Pence to tout tax overhaul in Detroit this week

Melissa Nann Burke
Detroit News Washington Bureau

Washington — Vice President Mike Pence is expected in Michigan on Friday at an event in Detroit to promote the impact of Republicans’ tax overhaul and another to raise money for GOP U.S. House candidates.

The group America First Policies, a nonprofit public policy group that boost the president’s agenda, is advertising an event at the Westin Book Cadillac Detroit hotel with Pence as a guest. Pence has done similar tax reform talks in Pittsburgh and Dallas as part of the group’s “Tax Cuts to Put America First” tour.

Pence also will raise money for GOP House candidates at a Detroit event co-hosted by his Great America Committee Political Action Committee and the National Republican Congressional Committee, NRCC spokeswoman Maddie Anderson confirmed in an email. House Majority Leader Kevin McCarthy, R-California, is also expected to participate in the fundraiser, she said.

Twenty-two House Republicans backed by the NRCC’s “Patriot Program” will be there, too, Anderson said. U.S. Rep. Mike Bishop, R-Rochester, is among those supported by the Patriot Program, which boosts the fundraising efforts of targeted candidates.

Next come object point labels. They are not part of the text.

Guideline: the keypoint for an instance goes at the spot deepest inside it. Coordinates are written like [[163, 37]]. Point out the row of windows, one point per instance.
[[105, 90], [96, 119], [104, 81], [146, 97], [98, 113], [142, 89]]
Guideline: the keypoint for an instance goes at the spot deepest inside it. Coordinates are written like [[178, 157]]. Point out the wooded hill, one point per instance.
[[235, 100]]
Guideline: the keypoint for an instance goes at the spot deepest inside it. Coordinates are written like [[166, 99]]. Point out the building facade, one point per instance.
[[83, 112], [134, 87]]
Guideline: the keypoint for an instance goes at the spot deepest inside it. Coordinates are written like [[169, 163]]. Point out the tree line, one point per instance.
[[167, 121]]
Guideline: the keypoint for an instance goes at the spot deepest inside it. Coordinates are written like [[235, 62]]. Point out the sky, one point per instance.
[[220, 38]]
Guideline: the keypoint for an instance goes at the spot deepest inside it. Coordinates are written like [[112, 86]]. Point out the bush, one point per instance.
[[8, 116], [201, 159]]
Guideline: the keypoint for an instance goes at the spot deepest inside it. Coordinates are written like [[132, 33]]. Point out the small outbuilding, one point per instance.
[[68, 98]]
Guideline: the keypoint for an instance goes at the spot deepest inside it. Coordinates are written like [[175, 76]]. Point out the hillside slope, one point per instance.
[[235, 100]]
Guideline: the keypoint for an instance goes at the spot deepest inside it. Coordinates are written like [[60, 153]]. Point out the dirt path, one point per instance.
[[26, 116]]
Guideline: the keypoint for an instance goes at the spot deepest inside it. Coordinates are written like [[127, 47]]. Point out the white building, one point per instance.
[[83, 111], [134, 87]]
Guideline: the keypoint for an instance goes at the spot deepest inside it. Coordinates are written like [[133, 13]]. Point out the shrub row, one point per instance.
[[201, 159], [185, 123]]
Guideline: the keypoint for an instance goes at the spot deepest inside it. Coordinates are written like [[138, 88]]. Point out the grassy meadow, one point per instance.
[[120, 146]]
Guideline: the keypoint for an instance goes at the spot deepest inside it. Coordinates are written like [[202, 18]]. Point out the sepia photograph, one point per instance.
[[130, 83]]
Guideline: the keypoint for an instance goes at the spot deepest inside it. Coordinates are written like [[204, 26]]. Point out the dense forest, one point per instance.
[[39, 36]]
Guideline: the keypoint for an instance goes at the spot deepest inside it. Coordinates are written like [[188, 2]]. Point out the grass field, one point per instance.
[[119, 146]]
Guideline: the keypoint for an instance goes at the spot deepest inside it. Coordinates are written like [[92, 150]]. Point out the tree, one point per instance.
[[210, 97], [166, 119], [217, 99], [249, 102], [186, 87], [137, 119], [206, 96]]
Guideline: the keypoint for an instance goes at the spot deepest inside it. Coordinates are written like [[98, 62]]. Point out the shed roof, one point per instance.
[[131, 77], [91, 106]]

It would be Pence’s third visit to Michigan as vice president.

The vice president is expected to address how the tax cut legislation will affect residents of Detroit and Michigan, America First Policies spokesperson Erin Montgomery said in an email. The roster of other speakers is still being organized, Montgomery said.

The former Indiana governor stumped for the tax plan in late September during visit to an American Axle Manufacturing plant in Auburn Hills, and made a quick, unannounced appearance at Grandville’s Fourth of July parade in west Michigan with U.S. Rep. Bill Huizenga, R-Zeeland, and Gov. Rick Snyder.

Michigan is anticipated to be a battleground state as Democrats try to wrest control of the U.S. House of Representatives. Two Michigan Republican House seats that Democrats are targeting belong to second-term U.S. Reps. Bishop and Dave Trott of Birmingham, whose retirement at the end of this year has sparked large preliminary primary fields for his seat.

Last fall, Pence used his PAC to support Attorney General Bill Schuette’s Republican campaign for governor.

The PAC contributed $6,800 to Schuette among more than $200,000 to Republican candidates across the country who have been “supportive of the president’s agenda,” a spokesman said last year.

Schuette spokesman John Sellek said Schuette will attend Pence’s 4:30 p.m. Friday speech in Detroit.

Trump and Pence made seven stops in Michigan in the last eight days of the 2016 presidential campaign. Trump won the state over Democrat Hillary Clint a little more than 10,700 votes or about two-tenths of a percentage point.